Abstract
Machine learning (ML) algorithms are powerful tools to find complex patterns and biomarker signatures when conventional statistical methods fail to identify them. While the ML field made significant progress, state of the art methodologies to build efficient and non-overfitting models are not always applied in the literature. To this purpose, automatic programs, such as BioDiscML, were designed to identify biomarker signatures and correlated features while escaping overfitting using multiple evaluation strategies, such as cross validation, bootstrapping and repeated holdout. To further improve BioDiscML and reach a broader audience, better visualization support and flexibility in choosing the best models and signatures are needed. Thus, to provide researchers with an easily accessible and usable tool for in depth investigation of the results from BioDiscML outputs, we developed a visual interaction tool called BioDiscViz. This tool provides summaries, tables and graphics, in the form of Principal Component Analysis (PCA) plots, UMAP, t-SNE, heatmaps and boxplots for the best model and the correlated features. Furthermore, this tool also provides visual support to extract a consensus signature from BioDiscML models using a combination of filters. BioDiscViz will be a great visual support for research using ML, hence new opportunities in this field by opening it to a broader community.
Introduction
In recent years, new methods of Artificial Intelligence (AI) have been deployed in bioinformatics research to provide pattern classification, biomarker identification and forecast modeling using omics data. Studying biomarker signatures is an important part of the research process as they are correlated to biological functions. Machine learning and feature selection will identify multivariate associations of biomarkers (i.e., features) and detect complex hidden patterns in the data. Considering the existence of many algorithms for feature selection and classification, multiple models are often generated with different signatures, but inconsistent overlaps between signatures were observed despite equivalent performances being frequent [1]. Furthermore, correlated features may not be retained by the models during their optimization when avoiding redundancy of information. Indeed, selecting a “best model” and its signatures is an equilibrium between decomplexifying the model and getting all valuable biomarkers. Often, various approaches, like ensemble learning or union of overlapping features, tend to find optimized solutions but at the cost of either side of the balance.
A solution to facilitate the generation of multiple models and signatures has been proposed with an automatic ML tool, BioDiscML [2]. BioDiscML is a new generation ML tool which has been demonstrated to be highly efficient in multiple research topics involving the identification of biomarker signatures from various types of data, such as proteomics [3], transcriptomics [4] and multi-omics (metagenomics/metabolomics, metagenomics/lipidomics) [5, 6]. Furthermore, BioDiscML proposes various conditions for choosing a “best model”, but this is complex to determine as some data are too heterogeneous to propose ideal decision threshold metrics. Unfortunately, this tool does not provide visualization of the signature, hence limiting a rapid view of the results.

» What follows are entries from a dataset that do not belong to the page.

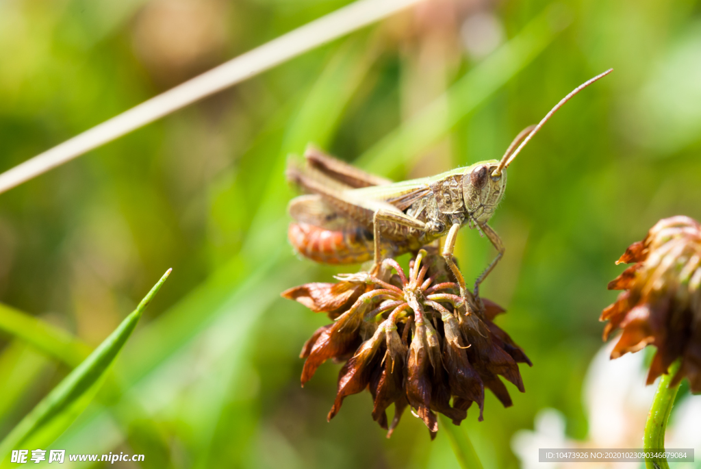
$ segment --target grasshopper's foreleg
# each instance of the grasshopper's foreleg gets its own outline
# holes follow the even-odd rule
[[[389,222],[390,223],[401,225],[402,226],[414,228],[416,229],[421,230],[421,231],[426,231],[427,229],[426,224],[423,222],[421,222],[414,217],[407,215],[405,213],[402,213],[402,212],[394,212],[393,210],[388,210],[383,208],[380,208],[376,210],[372,217],[373,238],[375,249],[375,268],[376,268],[382,261],[382,252],[380,249],[381,222]]]
[[[505,250],[504,248],[504,243],[501,242],[501,238],[499,238],[499,235],[496,234],[496,231],[491,229],[491,226],[485,223],[484,224],[480,224],[479,227],[482,229],[482,232],[486,235],[486,237],[491,242],[492,245],[494,245],[496,249],[497,254],[496,257],[494,258],[494,260],[491,261],[491,264],[487,266],[486,269],[484,269],[484,271],[482,273],[482,275],[477,277],[477,279],[475,280],[475,297],[479,296],[479,284],[482,283],[485,278],[486,278],[486,276],[489,275],[489,273],[491,272],[493,269],[494,269],[494,266],[496,265],[497,262],[499,261],[502,256],[504,255],[504,251]]]
[[[448,235],[445,238],[445,245],[443,246],[442,255],[443,259],[445,259],[445,263],[448,264],[448,268],[450,269],[450,271],[453,273],[453,276],[455,276],[455,279],[458,281],[458,285],[460,287],[460,296],[465,300],[472,302],[473,299],[465,285],[465,277],[463,276],[460,269],[458,269],[457,264],[455,264],[455,261],[453,260],[455,241],[457,239],[458,231],[460,231],[460,227],[461,224],[459,223],[454,223],[453,226],[450,227],[450,231],[448,231]]]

Thus, to help in these decisions, we propose a visual tool, BioDiscViz, to support the choice of consensus features within a set of trained classifiers with their corresponding signatures.
Design and implementation
BioDiscViz is a visual Shiny application working on Windows and Unix operating systems to support BioDiscML by presenting an interactive interface and graphs to the researchers which will improve their understanding of the results. The application is based on R [7]. It uses the framework Rshiny [8] and its dependency Rshiny Dashboard [9] and requires Rstudio [10], an integrated development environment for R.
Input
BioDiscViz takes as input a directory containing BioDiscML output in csv format and their summary results. The best model and the classification or regression results are independently accessible. Furthermore, the tool supports multiple BioDiscML outputs in the same directory and allows rapid switching between them.
Layout
BioDiscViz’s interface is divided into two parts: a sidebar on the left and the main section on the right.
Starting with the sidebar, the first item is the “input directory” button. Clicking this button opens an interface where it’s possible to choose the directory containing the BioDiscML outputs. Below, there is a submit button, which runs BioDiscViz on the selected BioDiscML results and an “example button” which runs the analysis of the example data provided. The main part of the interface is divided into four sections: Short Signature, Long Signature, Attribute Distribution, and Consensus Signatures.
Once the BioDiscML results are submitted to BioDiscViz, additional options appear in the sidebar. First, a scrollable list allows the selection of a specific BioDiscML output to study if there are multiple outputs in the same directory. Then, two sliders are present to adjust the font and label sizes of the figures, which can be modified at any time by the user and force the update of the plots. Finally, a button to download an HTML report of the results, including all the figures will be somewhere.
On the main part of the application, four sections are accessible through the sidebar. Each section is divided into two to three parts, consisting of a results summary for the models, plots, and a table.
Short Signature: This section represents the results obtained by the best model of bioDiscML.
Long Signature: This section displays the correlated features.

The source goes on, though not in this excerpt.